Андрей замер. Перевернула душу улыбка Петра, она выдала его худобу и бессилие. Теперь даже на щеках у него были морщины. И пожелтели зубы.
— Ты не сдавайся, Петро! — вдруг вырвалось у Андрея. Чтоб не выдать своего испуга от состояния Петра, Андрей, не подбирая более слова, заговорил быстро и напористо: — Желудок — это такая штука, знаешь, измотает до последней степени. Потом — бац и все, человек пошел на поправку. Да, да! Вот в нашем батальоне однажды на марше у одного солдата…
— У меня не желудок, — остановил Петр Андрея, будто за руку схватил на бегу.
Андрей замолчал, уставился на друга.
— А что же тогда? — спросил он, хотя чувствовал, что боится узнать правду.
— Черт его поймешь… Вот разрежут, увидят. — Петр почему-то порылся в карманах своей синей пижамы и равнодушно зевнул.
— Значит, операция? А Люда мне не сказала.
— Она ушла до обхода, а выяснилось это после.
— И ты согласился? Легкие у тебя проверили?
— Легкие в норме. Профессор говорит — полип в гортани оторвался. И якобы есть еще.
— Ну вот. А говоришь — черт его поймешь.
Петр на это ничего не ответил.
Странное дело, как только зашла речь об операции, то есть о самой болезни, Андрей перешел на деловой тон, почти совсем уже не волнуясь, словно говорил теперь о ком-то третьем.

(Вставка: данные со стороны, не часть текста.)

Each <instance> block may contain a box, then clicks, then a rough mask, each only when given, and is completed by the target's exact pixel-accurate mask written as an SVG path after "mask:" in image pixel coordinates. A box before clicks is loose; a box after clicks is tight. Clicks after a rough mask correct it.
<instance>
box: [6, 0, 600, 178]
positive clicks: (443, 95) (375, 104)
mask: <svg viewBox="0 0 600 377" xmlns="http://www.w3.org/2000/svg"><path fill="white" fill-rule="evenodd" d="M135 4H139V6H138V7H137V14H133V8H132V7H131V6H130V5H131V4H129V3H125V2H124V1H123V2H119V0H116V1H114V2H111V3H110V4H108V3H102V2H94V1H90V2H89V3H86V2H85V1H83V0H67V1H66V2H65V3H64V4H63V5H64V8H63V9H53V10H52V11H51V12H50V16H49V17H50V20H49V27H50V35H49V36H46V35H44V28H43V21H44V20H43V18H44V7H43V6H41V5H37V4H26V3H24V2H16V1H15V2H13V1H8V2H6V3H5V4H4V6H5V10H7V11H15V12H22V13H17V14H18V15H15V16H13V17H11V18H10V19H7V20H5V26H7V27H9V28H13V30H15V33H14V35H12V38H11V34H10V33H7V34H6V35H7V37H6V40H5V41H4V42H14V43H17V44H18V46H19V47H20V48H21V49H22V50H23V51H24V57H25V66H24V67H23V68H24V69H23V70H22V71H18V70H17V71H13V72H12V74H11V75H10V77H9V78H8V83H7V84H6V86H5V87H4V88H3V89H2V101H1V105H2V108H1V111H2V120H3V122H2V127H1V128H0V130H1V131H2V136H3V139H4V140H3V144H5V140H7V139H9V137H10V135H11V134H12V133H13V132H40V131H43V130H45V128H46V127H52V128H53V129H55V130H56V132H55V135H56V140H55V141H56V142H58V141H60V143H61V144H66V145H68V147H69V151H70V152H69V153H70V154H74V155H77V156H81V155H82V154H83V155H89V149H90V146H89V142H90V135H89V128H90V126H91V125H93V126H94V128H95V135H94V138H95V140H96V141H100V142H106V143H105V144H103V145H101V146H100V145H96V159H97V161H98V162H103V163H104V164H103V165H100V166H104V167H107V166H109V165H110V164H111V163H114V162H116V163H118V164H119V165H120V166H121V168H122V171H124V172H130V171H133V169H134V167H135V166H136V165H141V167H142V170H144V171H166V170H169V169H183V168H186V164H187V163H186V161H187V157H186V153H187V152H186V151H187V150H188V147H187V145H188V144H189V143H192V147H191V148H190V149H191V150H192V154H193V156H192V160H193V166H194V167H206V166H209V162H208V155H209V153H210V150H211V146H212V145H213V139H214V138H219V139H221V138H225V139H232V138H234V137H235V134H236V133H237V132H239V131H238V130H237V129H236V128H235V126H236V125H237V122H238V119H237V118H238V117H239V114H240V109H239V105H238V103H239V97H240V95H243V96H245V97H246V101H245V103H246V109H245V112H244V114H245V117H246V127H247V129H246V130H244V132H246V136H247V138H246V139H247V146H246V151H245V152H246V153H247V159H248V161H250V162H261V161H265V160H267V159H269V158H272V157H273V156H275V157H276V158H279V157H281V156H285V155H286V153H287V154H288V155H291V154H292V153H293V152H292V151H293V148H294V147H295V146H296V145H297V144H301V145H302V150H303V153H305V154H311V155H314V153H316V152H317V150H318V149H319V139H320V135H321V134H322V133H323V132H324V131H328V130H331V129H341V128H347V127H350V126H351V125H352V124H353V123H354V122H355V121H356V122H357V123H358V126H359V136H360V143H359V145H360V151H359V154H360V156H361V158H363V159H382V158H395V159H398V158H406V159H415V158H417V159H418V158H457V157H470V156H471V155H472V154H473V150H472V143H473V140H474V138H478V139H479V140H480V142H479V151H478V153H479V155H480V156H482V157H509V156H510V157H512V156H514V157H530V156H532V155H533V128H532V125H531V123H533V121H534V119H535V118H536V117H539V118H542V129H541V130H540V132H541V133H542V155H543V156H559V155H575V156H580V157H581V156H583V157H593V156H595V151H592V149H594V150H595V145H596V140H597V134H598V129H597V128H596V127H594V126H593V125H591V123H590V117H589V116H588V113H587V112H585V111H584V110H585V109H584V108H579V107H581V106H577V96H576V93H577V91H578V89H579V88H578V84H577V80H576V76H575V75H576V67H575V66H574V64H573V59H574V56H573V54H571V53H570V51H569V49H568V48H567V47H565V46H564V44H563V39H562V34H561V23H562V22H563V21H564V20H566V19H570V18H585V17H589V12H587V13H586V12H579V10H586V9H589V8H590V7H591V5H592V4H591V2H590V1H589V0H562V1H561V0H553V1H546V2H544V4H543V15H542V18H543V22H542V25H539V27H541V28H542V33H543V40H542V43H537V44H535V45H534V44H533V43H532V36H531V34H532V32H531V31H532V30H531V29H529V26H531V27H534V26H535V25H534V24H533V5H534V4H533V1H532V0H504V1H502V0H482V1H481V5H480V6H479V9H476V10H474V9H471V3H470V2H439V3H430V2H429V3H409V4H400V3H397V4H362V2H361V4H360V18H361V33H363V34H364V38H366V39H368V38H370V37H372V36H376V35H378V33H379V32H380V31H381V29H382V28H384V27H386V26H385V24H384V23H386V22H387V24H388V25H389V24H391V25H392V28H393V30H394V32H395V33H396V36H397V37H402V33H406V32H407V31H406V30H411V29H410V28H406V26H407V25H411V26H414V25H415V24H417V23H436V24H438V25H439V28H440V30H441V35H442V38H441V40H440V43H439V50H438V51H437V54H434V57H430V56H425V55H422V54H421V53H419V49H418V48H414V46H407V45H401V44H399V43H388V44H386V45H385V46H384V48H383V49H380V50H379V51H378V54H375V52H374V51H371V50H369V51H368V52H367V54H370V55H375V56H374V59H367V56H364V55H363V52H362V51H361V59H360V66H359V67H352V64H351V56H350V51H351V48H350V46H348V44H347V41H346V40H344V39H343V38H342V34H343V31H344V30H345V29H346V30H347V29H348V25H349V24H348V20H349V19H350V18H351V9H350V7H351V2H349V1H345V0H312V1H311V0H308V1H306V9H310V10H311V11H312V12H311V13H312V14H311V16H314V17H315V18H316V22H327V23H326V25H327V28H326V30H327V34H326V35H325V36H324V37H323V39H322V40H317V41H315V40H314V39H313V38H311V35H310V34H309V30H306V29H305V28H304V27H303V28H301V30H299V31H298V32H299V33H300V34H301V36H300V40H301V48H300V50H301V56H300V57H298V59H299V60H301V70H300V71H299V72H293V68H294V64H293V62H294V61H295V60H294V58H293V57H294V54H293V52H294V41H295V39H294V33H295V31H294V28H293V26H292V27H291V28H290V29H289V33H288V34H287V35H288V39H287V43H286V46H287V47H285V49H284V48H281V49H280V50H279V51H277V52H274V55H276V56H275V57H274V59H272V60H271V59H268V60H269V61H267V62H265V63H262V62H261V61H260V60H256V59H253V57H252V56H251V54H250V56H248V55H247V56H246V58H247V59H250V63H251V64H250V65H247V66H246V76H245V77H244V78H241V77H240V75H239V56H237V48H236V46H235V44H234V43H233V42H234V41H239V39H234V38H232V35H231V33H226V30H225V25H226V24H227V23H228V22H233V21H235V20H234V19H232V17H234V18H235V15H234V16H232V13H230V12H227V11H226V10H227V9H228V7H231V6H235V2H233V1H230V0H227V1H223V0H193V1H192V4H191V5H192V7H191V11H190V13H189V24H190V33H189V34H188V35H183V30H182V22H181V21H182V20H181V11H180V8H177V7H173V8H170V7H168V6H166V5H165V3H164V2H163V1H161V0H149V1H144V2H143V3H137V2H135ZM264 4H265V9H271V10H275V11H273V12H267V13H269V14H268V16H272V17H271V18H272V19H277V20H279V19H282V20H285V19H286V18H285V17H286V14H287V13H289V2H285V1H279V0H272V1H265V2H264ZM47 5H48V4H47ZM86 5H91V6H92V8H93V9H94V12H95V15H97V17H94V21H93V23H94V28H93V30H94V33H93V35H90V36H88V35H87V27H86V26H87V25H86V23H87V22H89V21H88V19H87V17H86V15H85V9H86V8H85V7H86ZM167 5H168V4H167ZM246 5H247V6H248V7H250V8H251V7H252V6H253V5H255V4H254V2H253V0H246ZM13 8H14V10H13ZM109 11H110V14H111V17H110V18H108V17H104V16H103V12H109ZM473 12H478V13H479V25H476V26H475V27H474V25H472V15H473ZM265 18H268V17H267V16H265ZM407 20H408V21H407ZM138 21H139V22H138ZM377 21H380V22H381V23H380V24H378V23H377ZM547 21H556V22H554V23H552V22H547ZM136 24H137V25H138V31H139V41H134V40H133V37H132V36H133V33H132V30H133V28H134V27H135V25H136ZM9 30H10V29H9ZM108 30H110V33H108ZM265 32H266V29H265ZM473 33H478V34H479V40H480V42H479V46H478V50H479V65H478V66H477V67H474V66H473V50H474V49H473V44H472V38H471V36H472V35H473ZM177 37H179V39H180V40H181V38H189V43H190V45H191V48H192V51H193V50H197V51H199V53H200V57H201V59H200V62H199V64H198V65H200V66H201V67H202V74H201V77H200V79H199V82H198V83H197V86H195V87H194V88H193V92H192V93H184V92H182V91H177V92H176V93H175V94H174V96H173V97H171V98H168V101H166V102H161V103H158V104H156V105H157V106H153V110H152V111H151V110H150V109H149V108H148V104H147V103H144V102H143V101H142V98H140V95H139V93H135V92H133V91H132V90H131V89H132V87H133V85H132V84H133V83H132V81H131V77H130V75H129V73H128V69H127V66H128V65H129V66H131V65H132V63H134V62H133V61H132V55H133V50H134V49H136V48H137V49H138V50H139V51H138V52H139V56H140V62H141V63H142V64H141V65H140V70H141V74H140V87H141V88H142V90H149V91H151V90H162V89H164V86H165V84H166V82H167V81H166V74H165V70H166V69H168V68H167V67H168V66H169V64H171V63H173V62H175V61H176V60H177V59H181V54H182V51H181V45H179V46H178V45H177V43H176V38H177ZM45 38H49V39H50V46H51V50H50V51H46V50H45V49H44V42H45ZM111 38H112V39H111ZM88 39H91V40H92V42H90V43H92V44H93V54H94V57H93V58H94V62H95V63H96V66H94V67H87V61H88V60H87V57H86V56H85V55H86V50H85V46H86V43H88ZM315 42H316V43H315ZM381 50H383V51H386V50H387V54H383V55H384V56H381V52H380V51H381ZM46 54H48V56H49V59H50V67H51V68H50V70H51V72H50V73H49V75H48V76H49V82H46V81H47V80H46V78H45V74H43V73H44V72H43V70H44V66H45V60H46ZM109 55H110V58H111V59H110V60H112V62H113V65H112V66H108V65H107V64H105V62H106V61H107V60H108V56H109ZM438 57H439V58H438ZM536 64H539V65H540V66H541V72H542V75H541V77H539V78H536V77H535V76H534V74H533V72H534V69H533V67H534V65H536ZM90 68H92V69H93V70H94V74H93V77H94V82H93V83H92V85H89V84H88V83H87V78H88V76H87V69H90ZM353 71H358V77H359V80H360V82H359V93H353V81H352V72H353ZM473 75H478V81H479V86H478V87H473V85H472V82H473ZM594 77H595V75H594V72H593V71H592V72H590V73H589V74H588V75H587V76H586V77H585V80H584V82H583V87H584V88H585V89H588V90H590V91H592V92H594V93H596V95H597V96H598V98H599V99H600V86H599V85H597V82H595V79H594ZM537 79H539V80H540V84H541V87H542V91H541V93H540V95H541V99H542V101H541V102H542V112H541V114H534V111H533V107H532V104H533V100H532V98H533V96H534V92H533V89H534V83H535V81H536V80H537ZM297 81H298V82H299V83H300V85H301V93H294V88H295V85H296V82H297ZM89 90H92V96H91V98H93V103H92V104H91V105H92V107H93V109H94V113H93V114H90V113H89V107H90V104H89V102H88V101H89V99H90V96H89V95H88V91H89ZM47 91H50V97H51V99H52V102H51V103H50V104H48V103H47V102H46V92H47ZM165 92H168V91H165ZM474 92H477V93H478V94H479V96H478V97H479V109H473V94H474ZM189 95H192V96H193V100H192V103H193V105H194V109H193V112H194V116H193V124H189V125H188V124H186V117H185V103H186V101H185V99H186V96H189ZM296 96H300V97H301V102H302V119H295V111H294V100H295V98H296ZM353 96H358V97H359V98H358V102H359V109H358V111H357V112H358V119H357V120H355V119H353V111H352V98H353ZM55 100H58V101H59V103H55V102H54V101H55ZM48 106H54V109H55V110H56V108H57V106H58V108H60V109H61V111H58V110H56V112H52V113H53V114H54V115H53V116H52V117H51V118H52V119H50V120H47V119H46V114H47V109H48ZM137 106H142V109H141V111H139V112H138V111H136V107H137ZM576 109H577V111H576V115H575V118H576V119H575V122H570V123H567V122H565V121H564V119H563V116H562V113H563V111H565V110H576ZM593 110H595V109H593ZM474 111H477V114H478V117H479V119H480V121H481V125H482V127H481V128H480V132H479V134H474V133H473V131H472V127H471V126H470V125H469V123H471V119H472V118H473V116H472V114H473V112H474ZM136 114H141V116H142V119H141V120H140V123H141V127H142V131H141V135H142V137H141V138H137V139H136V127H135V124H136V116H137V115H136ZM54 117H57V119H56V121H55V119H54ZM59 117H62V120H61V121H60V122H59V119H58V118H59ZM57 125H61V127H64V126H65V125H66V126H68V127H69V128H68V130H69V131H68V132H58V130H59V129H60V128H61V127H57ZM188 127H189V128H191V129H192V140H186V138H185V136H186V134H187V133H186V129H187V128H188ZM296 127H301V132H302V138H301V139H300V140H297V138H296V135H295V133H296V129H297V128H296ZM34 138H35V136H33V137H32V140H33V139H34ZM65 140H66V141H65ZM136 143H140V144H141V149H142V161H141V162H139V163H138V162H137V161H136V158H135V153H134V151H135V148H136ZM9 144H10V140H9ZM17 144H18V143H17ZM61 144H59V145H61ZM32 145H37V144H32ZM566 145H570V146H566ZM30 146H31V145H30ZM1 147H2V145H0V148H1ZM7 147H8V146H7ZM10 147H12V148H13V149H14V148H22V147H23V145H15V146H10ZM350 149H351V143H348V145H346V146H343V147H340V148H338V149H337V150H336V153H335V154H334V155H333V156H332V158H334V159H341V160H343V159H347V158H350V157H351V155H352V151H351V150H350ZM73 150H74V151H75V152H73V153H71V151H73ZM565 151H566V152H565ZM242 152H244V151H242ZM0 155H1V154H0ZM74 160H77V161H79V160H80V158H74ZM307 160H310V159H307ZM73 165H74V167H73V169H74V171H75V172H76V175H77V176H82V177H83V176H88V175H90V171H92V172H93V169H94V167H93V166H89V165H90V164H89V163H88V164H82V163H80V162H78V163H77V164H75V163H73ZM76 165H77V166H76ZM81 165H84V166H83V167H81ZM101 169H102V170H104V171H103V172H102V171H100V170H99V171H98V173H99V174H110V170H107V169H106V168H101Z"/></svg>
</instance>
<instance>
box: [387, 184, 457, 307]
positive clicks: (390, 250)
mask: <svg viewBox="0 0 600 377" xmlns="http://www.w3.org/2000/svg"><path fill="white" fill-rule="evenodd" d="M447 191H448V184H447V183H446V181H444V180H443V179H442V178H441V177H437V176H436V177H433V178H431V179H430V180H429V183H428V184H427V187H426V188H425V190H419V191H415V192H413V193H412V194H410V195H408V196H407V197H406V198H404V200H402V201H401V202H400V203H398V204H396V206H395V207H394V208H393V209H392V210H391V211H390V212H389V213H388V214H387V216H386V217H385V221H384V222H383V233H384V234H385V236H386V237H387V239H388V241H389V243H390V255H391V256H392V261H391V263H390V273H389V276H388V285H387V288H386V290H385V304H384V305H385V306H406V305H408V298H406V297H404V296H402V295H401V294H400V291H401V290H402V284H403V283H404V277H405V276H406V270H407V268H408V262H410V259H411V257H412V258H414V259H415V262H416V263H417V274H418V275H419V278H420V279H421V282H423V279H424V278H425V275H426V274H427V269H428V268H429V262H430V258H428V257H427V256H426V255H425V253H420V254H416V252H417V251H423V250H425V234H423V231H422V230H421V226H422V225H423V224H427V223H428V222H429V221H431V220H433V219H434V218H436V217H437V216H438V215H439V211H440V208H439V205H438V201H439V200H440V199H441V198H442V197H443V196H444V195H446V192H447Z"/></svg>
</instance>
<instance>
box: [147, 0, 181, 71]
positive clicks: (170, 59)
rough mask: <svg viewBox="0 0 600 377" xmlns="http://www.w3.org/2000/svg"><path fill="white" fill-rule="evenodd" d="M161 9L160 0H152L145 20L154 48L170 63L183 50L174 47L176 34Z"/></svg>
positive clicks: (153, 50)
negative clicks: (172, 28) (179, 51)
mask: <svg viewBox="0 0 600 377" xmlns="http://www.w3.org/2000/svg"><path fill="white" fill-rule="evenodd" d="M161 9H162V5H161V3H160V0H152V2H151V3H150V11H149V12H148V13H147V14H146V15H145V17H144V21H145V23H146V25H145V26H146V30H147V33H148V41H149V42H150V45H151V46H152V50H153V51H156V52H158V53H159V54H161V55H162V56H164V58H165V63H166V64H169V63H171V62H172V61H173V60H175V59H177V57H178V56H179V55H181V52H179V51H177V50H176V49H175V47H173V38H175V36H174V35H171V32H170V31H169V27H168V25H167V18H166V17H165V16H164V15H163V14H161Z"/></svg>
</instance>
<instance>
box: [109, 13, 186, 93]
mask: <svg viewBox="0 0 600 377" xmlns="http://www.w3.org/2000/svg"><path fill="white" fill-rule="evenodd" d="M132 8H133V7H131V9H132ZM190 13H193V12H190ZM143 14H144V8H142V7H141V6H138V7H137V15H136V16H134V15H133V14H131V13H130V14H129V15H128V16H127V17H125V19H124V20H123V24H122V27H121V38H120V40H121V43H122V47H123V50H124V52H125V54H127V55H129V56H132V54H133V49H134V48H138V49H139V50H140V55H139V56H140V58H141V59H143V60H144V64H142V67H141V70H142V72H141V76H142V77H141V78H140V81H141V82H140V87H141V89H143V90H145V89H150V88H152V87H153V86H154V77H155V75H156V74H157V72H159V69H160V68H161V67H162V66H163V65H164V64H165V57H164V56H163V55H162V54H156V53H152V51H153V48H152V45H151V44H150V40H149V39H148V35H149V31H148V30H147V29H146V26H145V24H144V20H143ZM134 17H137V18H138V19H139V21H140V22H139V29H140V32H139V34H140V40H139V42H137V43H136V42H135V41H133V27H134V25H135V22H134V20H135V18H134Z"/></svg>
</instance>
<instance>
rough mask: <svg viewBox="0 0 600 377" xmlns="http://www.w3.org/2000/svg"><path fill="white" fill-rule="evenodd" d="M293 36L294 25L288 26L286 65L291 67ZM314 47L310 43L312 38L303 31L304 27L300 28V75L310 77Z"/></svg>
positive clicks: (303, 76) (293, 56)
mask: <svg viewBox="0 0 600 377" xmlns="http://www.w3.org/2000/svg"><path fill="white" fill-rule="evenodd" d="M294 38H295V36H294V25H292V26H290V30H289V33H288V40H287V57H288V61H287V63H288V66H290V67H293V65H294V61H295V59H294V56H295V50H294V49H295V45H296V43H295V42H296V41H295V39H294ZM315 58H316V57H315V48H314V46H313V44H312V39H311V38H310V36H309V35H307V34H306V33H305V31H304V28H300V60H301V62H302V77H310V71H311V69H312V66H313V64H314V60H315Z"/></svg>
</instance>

— Ладно, баста. — Петр ударил Андрея ладошкой по колену. — Давай о деле.
— Разве мы не о деле?
— Нет… Как съездил?
По коридору вдоль палат сновали сестры в белых халатах, словно бегали. Неторопливо, постукивая шлепанцами, прогуливались по двое больные. У некоторых были красивые пижамы розово-голубой расцветки, и Андрей хотел спросить Петра, почему же у него такая облезлая синяя пижама. Но надо было отвечать на вопрос. Трудно так вот сразу вернуться к той жизни, что оставлена на время встречи с другом за пределами больницы. К счастью, Андрей сразу вспомнил о главном.
— Тебе привет от Павлы… Огромный. Знаешь, ну самый, самый…
— Значит, повидались?
— Конечно… Я обещал, что все тебе расскажу, как она устроилась.
— Рассказывай.
Андрей рад был, что можно наконец оторваться от больничных тем. Он знал, что здесь не любят расспросов о том, как идет лечение.
— Ну… С чего же начать?.. Во-первых, своей работой Павла, на мой взгляд, довольна. — Подумав, Андрей добавил: — Можно сказать, зажглась. Нашла кого защищать и с кем бороться. А вот насчет быта… Как бы выразиться? Тут, словом, хуже… Живет в общежитии… Дом на окраине. А главное — одинока…
— В общем, ясно, — опять перебил Петр. — Мне кое-что известно… Давай лучше я буду задавать тебе вопросы.
— Пожалуйста, — пожал плечами Андрей, обиделся. И без того, кажется, краток. Но взглянув на Петра, понял, что тот думает о чем-то другом, не о Павле.